Wypowiedź szefa niemieckiej dyplomacji opisał portal dw.com.pl. Heiko Maas, który tekę szefa niemieckiego MSZ objął w marcu, stwierdził: – Nie możemy dopuścić do rozpadu Unii na różne podgrupy i do powstania nowych granic. Musimy zasypać powstałe w ostatnich latach szczeliny między Północą a Południem oraz między Wschodem a Zachodem. Musimy nauczyć się patrzenia na Europę oczami innych Europejczyków, aby lepiej rozumieć ideę Europy.
Polityk zaznaczył, że krajom Europy Środkowo-Wschodniej nie można okazywać wyższości moralnej, ale należy zabiegać o porozumienie.
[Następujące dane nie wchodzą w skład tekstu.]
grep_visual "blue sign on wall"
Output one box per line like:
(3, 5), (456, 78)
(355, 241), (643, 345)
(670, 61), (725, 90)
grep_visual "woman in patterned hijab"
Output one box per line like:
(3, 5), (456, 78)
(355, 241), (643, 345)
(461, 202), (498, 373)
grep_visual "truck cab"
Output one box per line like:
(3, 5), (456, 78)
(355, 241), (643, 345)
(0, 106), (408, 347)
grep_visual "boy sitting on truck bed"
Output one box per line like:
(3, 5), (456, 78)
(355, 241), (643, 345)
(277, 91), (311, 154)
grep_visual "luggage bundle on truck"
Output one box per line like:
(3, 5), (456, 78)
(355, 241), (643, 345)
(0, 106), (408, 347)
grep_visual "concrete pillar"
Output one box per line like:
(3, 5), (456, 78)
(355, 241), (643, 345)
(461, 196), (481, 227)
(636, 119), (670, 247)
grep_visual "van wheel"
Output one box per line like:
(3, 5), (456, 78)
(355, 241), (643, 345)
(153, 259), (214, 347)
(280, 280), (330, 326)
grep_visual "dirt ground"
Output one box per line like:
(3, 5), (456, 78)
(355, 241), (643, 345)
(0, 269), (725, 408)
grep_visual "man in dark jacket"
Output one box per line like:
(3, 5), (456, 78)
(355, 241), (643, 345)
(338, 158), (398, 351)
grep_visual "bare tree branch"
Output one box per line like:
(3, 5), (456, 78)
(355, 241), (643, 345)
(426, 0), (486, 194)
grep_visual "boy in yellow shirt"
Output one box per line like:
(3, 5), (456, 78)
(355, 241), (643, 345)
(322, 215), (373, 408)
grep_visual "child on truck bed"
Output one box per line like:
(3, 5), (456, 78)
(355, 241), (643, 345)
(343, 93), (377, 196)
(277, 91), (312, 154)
Maas przypomniał, że kraje Europy Środkowo-Wschodniej „przeżyły rozpad komunizmu i totalną zmianę swoich warunków życia”, a Unia Europejska była dla nich przede wszystkim „obietnicą wolności i dobrobytu” – opisuje dw.com.pl.
– Pouczenia z Berlina odnoszą jednak z pewnością mniejszy skutek, niż mądre propozycje zmierzające do zrównoważenia interesów – podkreślił niemiecki socjaldemokrata.